Quand on en arrive à ce stade, plusieurs possibilités s’offrent à moi : consoler ceux qui s’écroulent en leurs, en leur disant que ce ne sont que quelques jours de vacances et que bientôt ils pourront retrouver leurs fourchettes, leurs cuillères et leurs couteaux ; donner des calmants à ceux qui manifestent des signes évidents de crise nerveuse, dont pourrait souffrir mon service de table en céramique de Bát Tràng ; remettre des bavoirs à ceux qui de fureur se précipitent bouche et doigts dans leur bol, animés d’une frénésie animale, pour dévorer cette saleté de nourriture qui leur échappe ; ou encore, abandonner pour un moment une attitude civilisée et donner à chacun une fourchette, pour qu’il retrouve un semblant de dignité et déguste la succulente cuisine vietnamienne…

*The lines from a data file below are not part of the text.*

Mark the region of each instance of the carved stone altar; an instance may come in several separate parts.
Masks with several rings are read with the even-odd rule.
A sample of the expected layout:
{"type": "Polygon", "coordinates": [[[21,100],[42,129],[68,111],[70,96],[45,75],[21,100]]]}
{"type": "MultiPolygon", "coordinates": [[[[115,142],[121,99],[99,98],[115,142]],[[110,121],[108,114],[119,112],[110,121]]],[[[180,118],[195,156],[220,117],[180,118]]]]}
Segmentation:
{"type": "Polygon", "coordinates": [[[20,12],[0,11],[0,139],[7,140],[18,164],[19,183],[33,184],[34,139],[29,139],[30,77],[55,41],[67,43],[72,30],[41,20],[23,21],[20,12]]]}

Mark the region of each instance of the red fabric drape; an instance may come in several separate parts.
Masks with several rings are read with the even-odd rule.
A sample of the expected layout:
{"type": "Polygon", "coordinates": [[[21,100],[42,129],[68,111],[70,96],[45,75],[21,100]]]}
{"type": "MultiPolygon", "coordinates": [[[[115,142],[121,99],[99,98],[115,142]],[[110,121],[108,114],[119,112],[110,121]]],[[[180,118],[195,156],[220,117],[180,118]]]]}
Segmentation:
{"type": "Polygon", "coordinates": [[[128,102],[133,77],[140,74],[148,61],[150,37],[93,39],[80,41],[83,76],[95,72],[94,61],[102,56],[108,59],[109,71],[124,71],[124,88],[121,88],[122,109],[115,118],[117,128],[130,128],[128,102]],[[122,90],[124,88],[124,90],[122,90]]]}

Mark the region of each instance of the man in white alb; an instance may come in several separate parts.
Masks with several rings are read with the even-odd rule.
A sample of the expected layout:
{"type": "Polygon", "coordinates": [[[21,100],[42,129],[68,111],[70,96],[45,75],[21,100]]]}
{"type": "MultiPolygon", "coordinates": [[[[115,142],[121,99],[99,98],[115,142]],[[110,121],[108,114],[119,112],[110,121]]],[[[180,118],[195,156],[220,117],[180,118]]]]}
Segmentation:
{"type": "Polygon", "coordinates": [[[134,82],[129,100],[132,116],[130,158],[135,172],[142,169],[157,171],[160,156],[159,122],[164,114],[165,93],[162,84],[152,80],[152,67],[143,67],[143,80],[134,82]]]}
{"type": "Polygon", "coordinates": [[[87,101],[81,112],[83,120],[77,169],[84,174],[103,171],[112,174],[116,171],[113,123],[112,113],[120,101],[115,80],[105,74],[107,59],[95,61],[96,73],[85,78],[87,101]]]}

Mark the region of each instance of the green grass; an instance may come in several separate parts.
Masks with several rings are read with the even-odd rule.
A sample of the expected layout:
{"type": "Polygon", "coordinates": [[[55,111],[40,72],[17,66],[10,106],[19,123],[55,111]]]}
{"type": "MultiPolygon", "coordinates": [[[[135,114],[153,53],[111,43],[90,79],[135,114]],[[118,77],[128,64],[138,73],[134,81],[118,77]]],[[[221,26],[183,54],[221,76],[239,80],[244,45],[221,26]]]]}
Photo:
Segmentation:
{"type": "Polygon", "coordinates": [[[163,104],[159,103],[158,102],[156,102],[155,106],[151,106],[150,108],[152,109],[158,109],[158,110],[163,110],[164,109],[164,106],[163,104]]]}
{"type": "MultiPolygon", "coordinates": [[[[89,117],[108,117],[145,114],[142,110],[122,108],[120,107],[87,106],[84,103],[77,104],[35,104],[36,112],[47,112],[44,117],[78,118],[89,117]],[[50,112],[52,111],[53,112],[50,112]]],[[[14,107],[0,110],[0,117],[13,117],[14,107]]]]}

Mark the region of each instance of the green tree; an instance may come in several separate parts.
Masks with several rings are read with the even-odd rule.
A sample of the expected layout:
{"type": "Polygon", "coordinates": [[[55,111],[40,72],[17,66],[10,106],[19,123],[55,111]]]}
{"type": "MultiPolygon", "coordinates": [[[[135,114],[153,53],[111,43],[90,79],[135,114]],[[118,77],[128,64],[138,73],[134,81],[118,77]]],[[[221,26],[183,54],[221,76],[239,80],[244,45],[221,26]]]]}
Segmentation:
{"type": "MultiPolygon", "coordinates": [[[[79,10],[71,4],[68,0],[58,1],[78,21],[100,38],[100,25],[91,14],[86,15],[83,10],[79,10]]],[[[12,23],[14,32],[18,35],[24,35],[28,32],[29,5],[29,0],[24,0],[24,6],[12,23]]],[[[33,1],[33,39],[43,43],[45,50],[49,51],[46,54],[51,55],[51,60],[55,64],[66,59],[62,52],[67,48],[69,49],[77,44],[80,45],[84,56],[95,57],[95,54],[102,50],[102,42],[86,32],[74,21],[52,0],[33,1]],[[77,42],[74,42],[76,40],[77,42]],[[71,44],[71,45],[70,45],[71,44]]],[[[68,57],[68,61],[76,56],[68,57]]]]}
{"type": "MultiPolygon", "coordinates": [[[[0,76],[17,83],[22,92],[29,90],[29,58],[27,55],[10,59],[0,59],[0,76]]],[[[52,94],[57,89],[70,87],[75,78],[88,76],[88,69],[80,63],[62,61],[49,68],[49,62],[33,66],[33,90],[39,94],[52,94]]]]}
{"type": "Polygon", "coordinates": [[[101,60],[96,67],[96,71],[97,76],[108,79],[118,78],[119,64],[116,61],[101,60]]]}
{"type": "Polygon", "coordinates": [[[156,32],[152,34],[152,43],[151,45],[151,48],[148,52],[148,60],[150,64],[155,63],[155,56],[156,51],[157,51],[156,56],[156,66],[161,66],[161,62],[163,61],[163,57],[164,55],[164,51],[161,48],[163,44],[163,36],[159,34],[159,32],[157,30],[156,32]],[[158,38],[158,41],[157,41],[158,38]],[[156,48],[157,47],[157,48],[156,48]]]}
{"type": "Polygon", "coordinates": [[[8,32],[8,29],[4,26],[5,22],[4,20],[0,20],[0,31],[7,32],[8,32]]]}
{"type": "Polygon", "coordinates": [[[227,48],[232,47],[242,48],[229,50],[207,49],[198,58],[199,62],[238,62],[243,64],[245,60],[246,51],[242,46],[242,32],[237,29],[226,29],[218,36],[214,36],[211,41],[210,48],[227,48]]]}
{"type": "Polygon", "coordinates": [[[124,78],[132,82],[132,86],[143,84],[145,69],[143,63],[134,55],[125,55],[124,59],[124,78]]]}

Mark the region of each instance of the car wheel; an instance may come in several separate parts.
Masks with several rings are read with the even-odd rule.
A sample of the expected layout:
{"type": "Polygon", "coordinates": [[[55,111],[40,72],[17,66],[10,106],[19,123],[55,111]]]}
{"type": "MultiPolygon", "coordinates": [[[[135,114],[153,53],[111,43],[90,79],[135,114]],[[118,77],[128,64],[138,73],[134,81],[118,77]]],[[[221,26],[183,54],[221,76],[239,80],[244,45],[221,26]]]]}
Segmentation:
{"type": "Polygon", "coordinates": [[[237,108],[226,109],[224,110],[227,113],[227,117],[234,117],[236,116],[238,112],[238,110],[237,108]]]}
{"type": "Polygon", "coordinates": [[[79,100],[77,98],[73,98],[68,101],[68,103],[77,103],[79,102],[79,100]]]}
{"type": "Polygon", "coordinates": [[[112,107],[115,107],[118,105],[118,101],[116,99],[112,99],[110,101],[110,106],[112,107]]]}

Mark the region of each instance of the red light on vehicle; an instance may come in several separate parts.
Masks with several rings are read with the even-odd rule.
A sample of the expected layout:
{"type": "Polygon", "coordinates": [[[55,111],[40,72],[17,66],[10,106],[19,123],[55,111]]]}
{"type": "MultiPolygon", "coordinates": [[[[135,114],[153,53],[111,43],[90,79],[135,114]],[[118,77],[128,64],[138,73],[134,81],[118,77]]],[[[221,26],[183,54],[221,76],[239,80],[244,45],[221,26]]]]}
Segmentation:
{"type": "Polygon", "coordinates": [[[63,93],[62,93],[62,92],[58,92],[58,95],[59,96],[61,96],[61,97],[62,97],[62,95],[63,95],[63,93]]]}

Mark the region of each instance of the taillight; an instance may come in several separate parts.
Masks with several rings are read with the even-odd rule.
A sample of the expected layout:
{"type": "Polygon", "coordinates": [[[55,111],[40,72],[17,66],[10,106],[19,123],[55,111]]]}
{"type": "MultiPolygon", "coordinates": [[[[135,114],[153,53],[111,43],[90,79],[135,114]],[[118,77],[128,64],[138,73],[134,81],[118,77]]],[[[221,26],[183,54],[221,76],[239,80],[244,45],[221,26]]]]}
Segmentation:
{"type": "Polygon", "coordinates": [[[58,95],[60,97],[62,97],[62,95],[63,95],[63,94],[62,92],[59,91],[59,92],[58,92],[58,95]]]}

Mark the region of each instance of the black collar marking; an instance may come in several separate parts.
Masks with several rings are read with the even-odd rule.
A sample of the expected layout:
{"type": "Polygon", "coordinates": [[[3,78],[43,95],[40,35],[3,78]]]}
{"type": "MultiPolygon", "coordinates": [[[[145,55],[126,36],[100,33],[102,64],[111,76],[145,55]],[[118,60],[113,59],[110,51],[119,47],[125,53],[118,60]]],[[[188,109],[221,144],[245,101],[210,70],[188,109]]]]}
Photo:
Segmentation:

Ceci étant, je dois avouer que mes hôtes ne sont pas totalement rassurés, quand je leur explique, avec un sourire exquis, que les empereurs utilisaient des baguettes en argent, car ce matériau réagit au poison que les assassins diffusaient dans leur nourriture. Mes baguettes n’étant pas en argent, je comprends les regards suspicieux que certains me jettent.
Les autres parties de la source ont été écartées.